Adventures and experieces of Tronites from before
   While cruising this website I especially enjoyed (don't know if that is the right word) the section on the bugs in the desert.  I will never forget the scorpions or vinagaroons.... I can't stand them to this day.  Mom and Dad built a new home for us when I was 5 and it was several blocks out in the desert from the rest of the town in Argus and believe me, we were infested with scorpions and vinagaroons.....  even a few rattlesnakes.... I can remember one being in our house even.  We also had an infestation of what we called "Army Worms".  I don't know what they were, but one year, we had an outbreak of them in our area and it appeared that the land was alive with them.  The ground simple seemed to be moving when you looked out into the desert and they approached our house like a horde.  Not hundreds of them, millions of them.  They crawled up the house wall, on the car tires and every single sage brush there was.  They ate and nibbled every green leaf of the sage brush they could.  They had a spiney spike at their back end and my sister and I would pick them up by the spine and they would curl around to see who had a hold of them.  They would often spit out green leafy bile....  yuck, but it was fun.  Some were very tiny and others were bigger than a finger.  They were around for probably a week and came and went like a horde of grasshoppers..... it was weird.
   Amazing what your mind stores away for memories isn't it....    Now it makes me want to go see if I can find any info about "Army Worms" on the internet.....
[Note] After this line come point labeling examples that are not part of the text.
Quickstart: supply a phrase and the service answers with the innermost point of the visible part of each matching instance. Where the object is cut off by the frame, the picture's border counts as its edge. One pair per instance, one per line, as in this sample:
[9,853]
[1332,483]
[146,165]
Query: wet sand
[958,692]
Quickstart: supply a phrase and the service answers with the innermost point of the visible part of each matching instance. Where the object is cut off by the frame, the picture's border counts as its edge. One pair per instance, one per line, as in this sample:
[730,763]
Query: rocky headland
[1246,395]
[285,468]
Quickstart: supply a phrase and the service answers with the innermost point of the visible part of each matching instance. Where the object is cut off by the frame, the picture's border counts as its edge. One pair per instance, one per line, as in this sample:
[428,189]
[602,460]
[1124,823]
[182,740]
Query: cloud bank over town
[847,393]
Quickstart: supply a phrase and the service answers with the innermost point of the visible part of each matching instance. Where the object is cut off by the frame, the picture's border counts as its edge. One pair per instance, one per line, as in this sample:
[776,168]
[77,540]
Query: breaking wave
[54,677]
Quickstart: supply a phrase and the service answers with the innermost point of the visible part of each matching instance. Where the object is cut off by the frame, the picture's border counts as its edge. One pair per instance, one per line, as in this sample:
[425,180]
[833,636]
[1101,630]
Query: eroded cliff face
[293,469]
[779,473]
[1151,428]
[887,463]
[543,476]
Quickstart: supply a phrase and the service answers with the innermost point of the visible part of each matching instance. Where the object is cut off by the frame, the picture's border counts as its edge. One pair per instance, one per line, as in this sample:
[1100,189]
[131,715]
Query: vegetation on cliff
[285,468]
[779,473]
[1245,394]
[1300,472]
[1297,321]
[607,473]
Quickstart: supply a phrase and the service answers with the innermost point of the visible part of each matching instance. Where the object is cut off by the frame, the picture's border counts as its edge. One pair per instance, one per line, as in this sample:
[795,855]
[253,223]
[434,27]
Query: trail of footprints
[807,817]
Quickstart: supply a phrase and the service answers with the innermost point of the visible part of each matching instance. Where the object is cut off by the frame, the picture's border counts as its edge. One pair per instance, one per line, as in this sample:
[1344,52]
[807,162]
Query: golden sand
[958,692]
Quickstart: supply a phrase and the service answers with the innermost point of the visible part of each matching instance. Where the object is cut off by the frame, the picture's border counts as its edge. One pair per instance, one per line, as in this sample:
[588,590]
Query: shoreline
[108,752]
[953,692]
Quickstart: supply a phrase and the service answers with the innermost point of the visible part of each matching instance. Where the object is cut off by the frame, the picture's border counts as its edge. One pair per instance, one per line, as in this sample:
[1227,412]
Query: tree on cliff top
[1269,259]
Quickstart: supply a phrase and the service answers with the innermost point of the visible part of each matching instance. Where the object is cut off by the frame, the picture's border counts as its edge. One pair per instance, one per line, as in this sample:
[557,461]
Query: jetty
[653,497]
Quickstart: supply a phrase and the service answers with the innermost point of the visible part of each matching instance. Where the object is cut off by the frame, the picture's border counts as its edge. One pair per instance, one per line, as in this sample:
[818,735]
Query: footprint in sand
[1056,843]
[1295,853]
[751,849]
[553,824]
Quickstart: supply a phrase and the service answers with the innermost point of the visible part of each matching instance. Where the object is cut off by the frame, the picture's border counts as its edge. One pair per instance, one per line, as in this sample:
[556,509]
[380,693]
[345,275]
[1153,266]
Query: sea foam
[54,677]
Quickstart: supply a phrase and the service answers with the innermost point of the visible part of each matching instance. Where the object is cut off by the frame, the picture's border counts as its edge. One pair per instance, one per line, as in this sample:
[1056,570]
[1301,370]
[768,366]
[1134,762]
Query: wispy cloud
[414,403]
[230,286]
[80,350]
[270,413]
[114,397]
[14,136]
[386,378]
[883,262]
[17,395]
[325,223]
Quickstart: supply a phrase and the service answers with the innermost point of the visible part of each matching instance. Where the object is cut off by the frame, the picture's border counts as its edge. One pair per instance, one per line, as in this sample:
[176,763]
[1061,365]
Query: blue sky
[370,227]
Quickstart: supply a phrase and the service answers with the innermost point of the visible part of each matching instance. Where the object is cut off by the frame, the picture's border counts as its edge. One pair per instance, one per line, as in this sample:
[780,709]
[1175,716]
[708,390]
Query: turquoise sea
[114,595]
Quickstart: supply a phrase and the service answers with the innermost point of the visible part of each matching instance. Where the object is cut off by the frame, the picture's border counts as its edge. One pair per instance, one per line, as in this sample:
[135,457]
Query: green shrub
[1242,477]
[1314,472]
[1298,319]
  A trip with cat fight and welcome to hell!!!

   I'm trying to think how long ago it was, I moved down to San Diego from the San Gabriel Valley 20 years ago so I'd imagine it was around then.

   I had bought an old Jeep M38A1 and ended up selling it to a buddy. Another buddy had a CJ5. 5 of us, including my buddy's son, went off in these vehicles from LA up 395. At the first Trona road intersection we pulled off the road and spent the night. Next morning we headed to Trona with the idea of going into Death Valley.

   We hit Trona about 8 am and notice a restaurant (which I think is now closed) on the right hand side of the road. We go in. We wait for service. We notice a couple of older gentlemen who probably come in for coffee every morning. Other than those guys we're the only other customers. We order food off the menu. I order a glass of milk.

    3 plates of food come out. Then we see the cook walking his bike from the kitchen through the restaurant  and out the front door. When we ask the waitress about this it's because he's gotta go down the street to get milk. So half the people are eating and the other half are sitting there.

    Then these two very nice looking young ladies come in and sit at a table not far from us. Of course   we're looking at them but their conversation broils into an argument about business. And the business seemed to be sex. This literally almost got into a hair-pulling dragdown fight.

   Meanwhile we're waiting for the milk to arrive plus the rest of the breakfast.

   Which it eventually did. It was all nice and warm, never mind there was a half hour separation in there. And we eventually made our way up Golar Wash and past Striped Butte and Ube Hebe crater and down into Salinas Valley.

   The thing I remember is the two guys drinking coffee. Watching a fight like this made their day, and you have to wonder how many times it happens and if that isn't why they choose their coffee spot.

   Another interesting thing on that trip was on the way in, someone had spray painted 'Welcome to Hell' on the rocks beside the road.